In the terminal, a simultaneous search for two or more terms works in the expected way with the corresponding logical operators (AND/OR/NOT), as seen in Figure 2. Tracker deliberately does not go beyond these operators into logical linking. Thursfield writes in his blog that average users wouldn't use other logical links even if they were available. Among other things, he refers to proximity operators such as NEAR from information retrieval, which probably only a few experts use in a classic full-text search. The same applies to word stemming, which Thursfield discusses in the blog, but which Tracker ultimately does not implement.

Figure 2: The terms AND, OR, and NOT are used for logical linking when searching in Tracker.

Tracker fulfills many of the requirements for a semantic desktop. When mapping the terms in the index, the daemon also stores those text elements from which keywords originate, allowing you to specify the text or metadata element in which the match must occur.

The database maps this by defining an ontology. By default, Tracker uses the variant popularized by the Nepomuk [9] project funded by the European Union between 2006 and 2008. The ontology is not hard-coded in Tracker and can be replaced by any other ontology, if needed, or independently extended and modified. The Tracker Ontology Reference Manual [10] gives a good overview of the Nepomuk elements.

The command

tracker info <file>

lets you analyze individual files, in advance of indexing, for their compliance with the deployed ontology rules. Figure 3 shows part of the corresponding output in the terminal.

Figure 3: Elements of the Nepomuk ontology used by Tracker, as displayed in the terminal.

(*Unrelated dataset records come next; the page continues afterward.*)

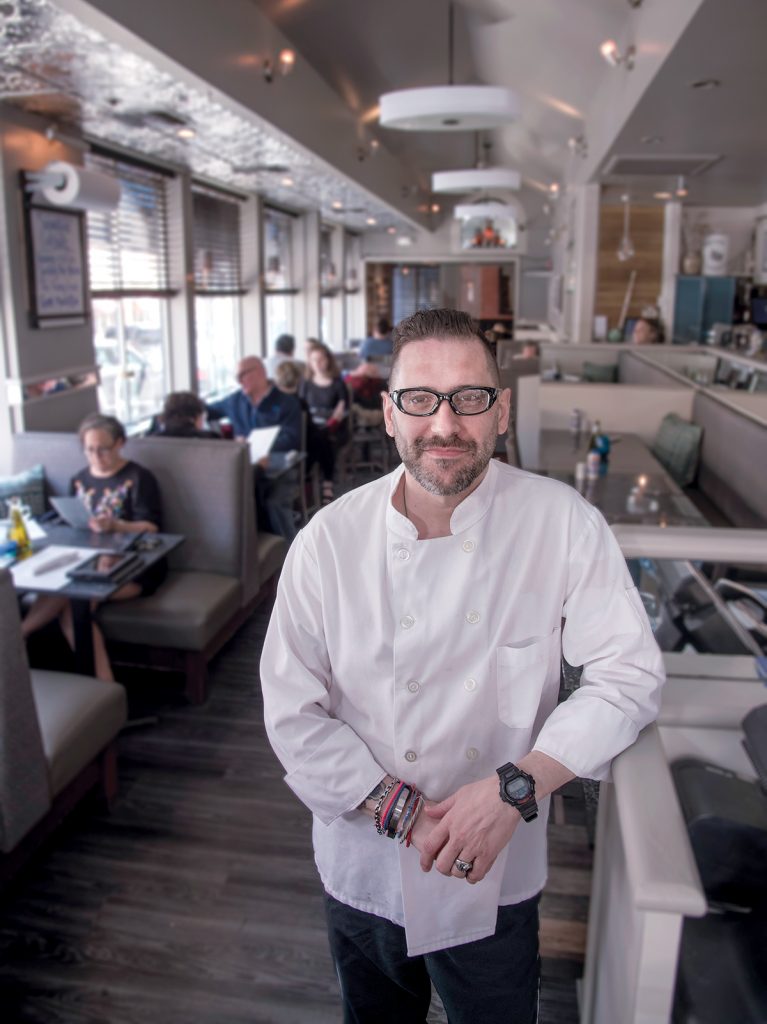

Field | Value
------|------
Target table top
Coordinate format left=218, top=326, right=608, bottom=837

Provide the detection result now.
left=540, top=430, right=708, bottom=526
left=14, top=522, right=184, bottom=601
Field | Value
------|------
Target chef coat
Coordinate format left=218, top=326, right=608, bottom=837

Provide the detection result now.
left=261, top=460, right=664, bottom=955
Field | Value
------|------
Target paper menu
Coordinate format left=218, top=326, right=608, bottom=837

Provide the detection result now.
left=248, top=427, right=280, bottom=465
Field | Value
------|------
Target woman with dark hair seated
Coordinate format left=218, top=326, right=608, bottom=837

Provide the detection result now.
left=298, top=341, right=349, bottom=505
left=22, top=413, right=166, bottom=680
left=158, top=391, right=221, bottom=438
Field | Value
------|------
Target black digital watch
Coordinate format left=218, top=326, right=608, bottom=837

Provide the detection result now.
left=496, top=761, right=538, bottom=821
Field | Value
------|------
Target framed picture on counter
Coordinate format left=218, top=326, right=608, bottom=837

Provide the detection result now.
left=26, top=203, right=88, bottom=328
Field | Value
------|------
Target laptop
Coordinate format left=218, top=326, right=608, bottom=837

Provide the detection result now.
left=50, top=498, right=90, bottom=529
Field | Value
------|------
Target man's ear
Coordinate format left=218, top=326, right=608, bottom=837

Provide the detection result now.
left=381, top=391, right=394, bottom=437
left=498, top=387, right=511, bottom=434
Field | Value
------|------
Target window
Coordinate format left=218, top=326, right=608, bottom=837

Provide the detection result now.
left=86, top=154, right=170, bottom=425
left=263, top=207, right=298, bottom=352
left=391, top=264, right=441, bottom=324
left=191, top=185, right=244, bottom=396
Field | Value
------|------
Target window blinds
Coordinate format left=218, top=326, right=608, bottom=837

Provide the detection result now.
left=191, top=186, right=244, bottom=295
left=86, top=154, right=168, bottom=295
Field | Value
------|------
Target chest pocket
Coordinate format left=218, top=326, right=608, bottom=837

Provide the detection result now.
left=497, top=627, right=560, bottom=729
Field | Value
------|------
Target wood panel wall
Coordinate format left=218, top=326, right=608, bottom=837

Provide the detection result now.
left=594, top=199, right=664, bottom=328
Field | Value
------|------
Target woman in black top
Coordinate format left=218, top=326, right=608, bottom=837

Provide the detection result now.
left=23, top=413, right=166, bottom=680
left=298, top=341, right=349, bottom=505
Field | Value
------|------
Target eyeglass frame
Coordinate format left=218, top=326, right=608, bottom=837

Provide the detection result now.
left=387, top=384, right=501, bottom=419
left=83, top=441, right=119, bottom=456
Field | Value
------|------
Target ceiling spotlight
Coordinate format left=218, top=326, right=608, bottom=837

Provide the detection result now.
left=278, top=48, right=296, bottom=75
left=262, top=49, right=296, bottom=83
left=599, top=39, right=637, bottom=71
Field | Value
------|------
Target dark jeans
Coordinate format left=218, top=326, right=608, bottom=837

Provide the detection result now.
left=325, top=893, right=540, bottom=1024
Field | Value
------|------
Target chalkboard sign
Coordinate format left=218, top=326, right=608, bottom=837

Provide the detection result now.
left=27, top=204, right=88, bottom=327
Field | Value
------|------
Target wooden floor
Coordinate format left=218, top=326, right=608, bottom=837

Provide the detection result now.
left=0, top=610, right=591, bottom=1024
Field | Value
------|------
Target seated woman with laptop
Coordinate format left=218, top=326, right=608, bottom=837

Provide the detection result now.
left=22, top=413, right=166, bottom=680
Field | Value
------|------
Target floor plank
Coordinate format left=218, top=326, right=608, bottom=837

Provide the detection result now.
left=0, top=609, right=591, bottom=1024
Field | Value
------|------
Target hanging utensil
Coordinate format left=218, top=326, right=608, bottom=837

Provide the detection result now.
left=616, top=195, right=636, bottom=263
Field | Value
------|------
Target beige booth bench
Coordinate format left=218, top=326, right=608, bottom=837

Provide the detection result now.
left=12, top=433, right=288, bottom=703
left=0, top=569, right=127, bottom=887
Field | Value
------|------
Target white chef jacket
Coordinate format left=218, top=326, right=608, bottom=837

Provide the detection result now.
left=261, top=460, right=664, bottom=955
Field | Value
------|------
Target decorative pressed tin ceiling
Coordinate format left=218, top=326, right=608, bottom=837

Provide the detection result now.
left=0, top=0, right=409, bottom=229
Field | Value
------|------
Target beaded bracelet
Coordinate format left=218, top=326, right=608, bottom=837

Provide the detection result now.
left=399, top=793, right=426, bottom=846
left=373, top=778, right=401, bottom=836
left=396, top=787, right=421, bottom=843
left=376, top=779, right=404, bottom=836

Tracker needed 7:05 minutes to index my 554 files with a total size of 13GB on my setup, which is pretty good compared with the other two candidates. That said, the three candidates do not all have the same feature set.

DocFetcher

DocFetcher, also an open source program for full-text searching on the desktop, has completely different requirements from Tracker. Its mission is to index predefined file paths as quickly and efficiently as possible at the push of a button. DocFetcher grabs the resources it needs without retiring unobtrusively to the background. Luckily, it does not completely block all other work on an average PC. However, with the requirements DocFetcher has during the install, it plants a significantly larger footprint on the computer than Tracker.

DocFetcher is available for Linux, Windows, and macOS and comes in two variants: the non-commercial DocFetcher and DocFetcher Pro (a test version of which was released in January 2021), which has undergone a complete overhaul compared with the non-commercial version. The commercial version is not limited in terms of function in the test version, but it is limited in terms of the display. For example, it only displays five results of a search instead of all of them; this is sufficient for an evaluation, say the developers. On the DocFetcher Pro website [11], the developers list the other differences between the commercial and non-commercial versions in detail.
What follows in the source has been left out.